La temática de la vejez fue abordada de forma amplia por Gabriel García Márquez en gran parte de su obra. La recurrencia ante este tópico nos revela que la mayoría de sus viejos son seres condenados a la soledad, la miseria y las condiciones más deplorables. Tal cómo observamos en el personaje de “El coronel no tiene quien le escriba”, quien esperanzado en la confirmación de su pensión; se ve abatido por la desventura del hambre. O el díscolo José Arcadio Buendía de “Cien años de Soledad”, carcomido por la demencia y amarrado a un horcón por causa de su vejez prematura.

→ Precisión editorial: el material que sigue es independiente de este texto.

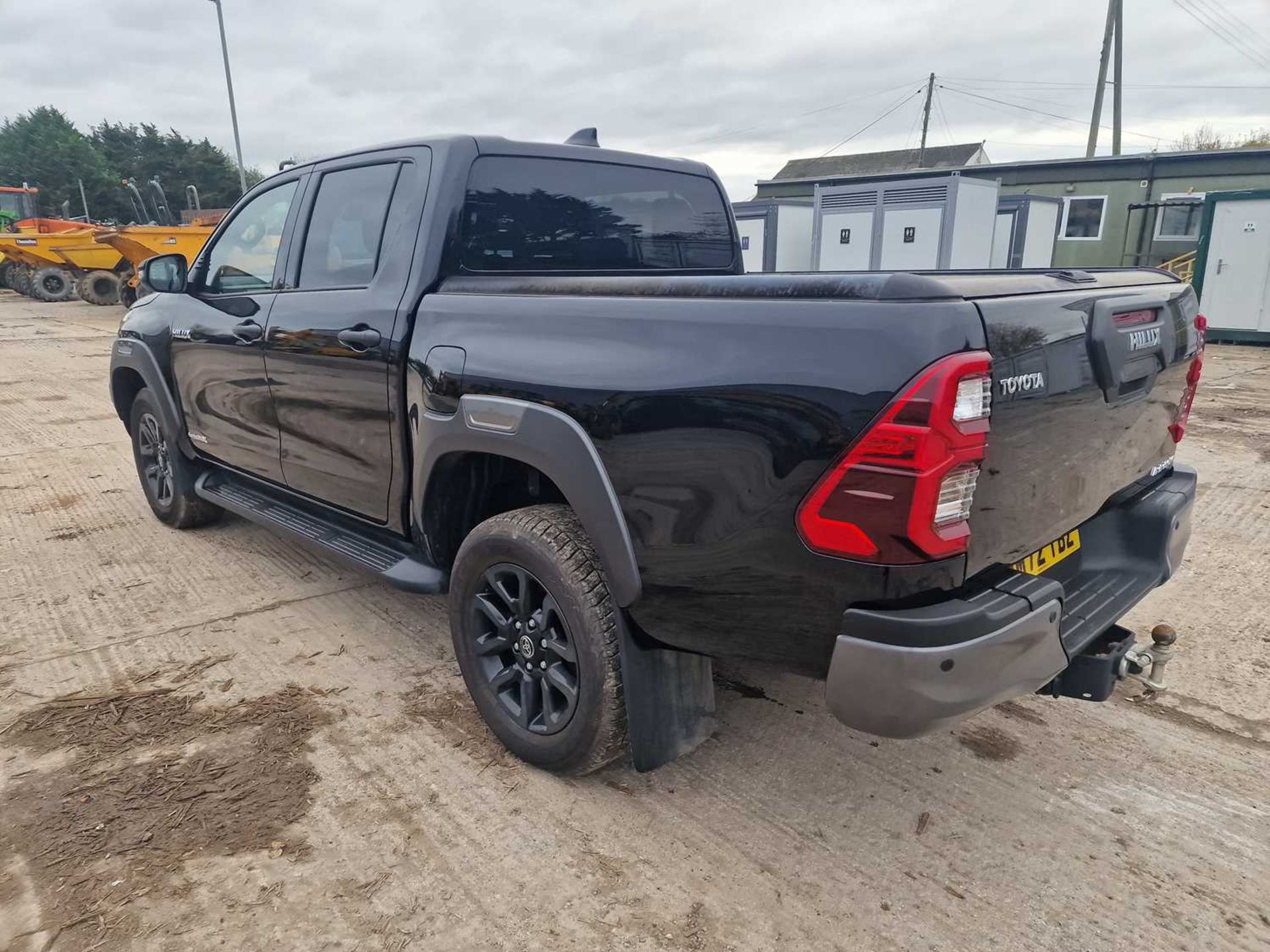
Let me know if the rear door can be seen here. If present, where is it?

Al igual que la imbatible Úrsula Iguarán, acabada y ciega por la marchitez de la edad.

Al parecer, estos tristes seres de la narrativa podrían ser producto de la invención literaria. Sin embargo, en nuestra sociedad, en nuestro diario vivir, los encontramos caminando por ahí y tal vez somos indiferentes ante su presencia. Hay muchos ancianos, encorvados y con pasos enclenques sorteándose unos pesos en la esquina de un semáforo. También hay otros que al estirar sus manos arrugadas, temblorosas y negras, nos debelan su estado de mendicidad.

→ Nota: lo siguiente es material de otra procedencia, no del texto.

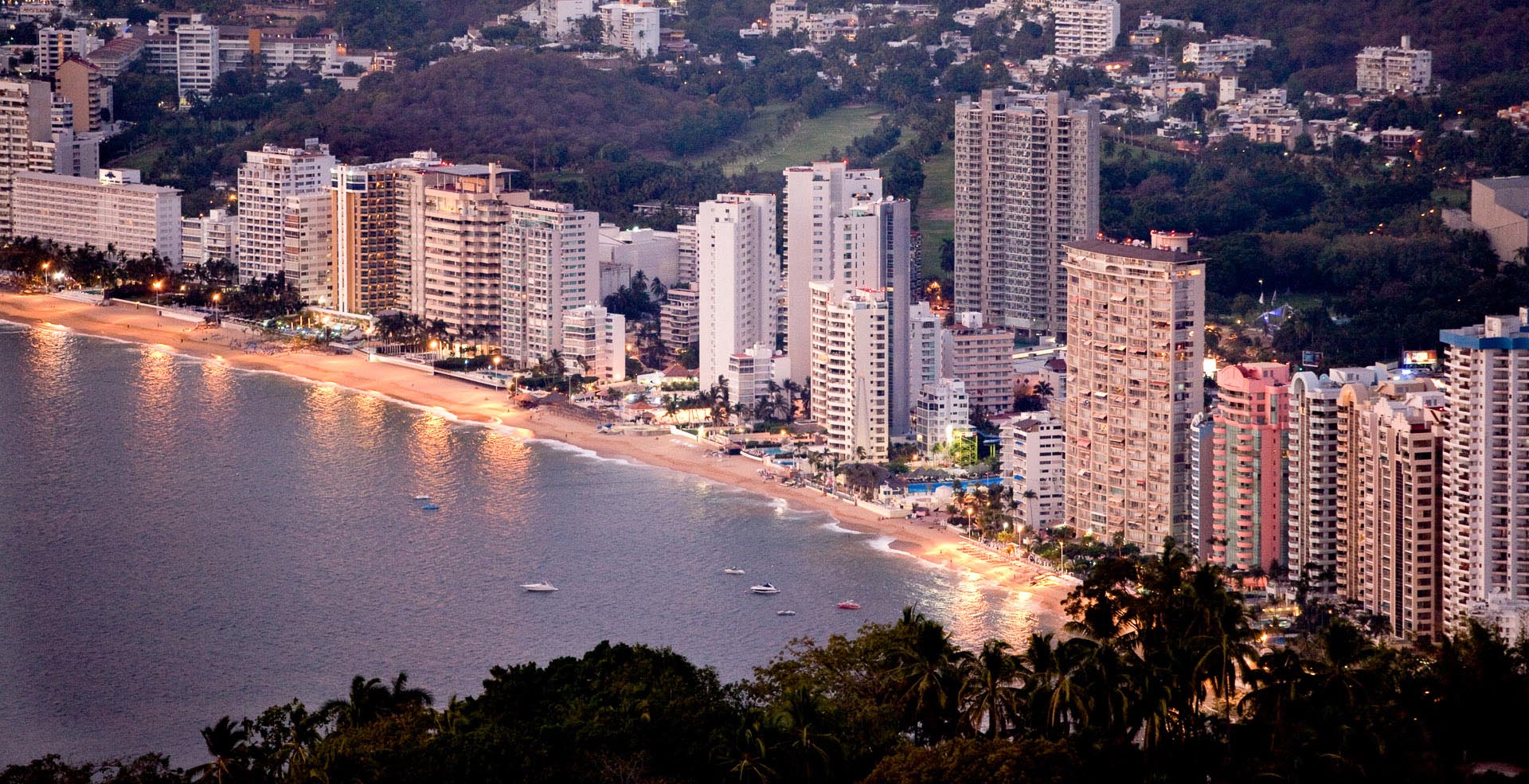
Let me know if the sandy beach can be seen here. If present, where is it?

En nuestras calles hay muchos viejos desprotegidos. Al parecer la injerencia del Estado en cuanto a programas de protección y apoyo son mínimas o poco conocidas. No es posible llegar a esa etapa de la vida y no tener al menos la posibilidad de aguardar la muerte de una forma tranquila y en unas condiciones básicas que garanticen una estabilidad. Así como no es tolerable ver niños trabajando, mucho menos ancianos en tales condiciones. No porque no sirvan, sino porque están en una situación desfavorable y de vulnerabilidad. De los ancianos acojamos sus experiencias y sus sabios consejos, como hacían en la antigua Grecia.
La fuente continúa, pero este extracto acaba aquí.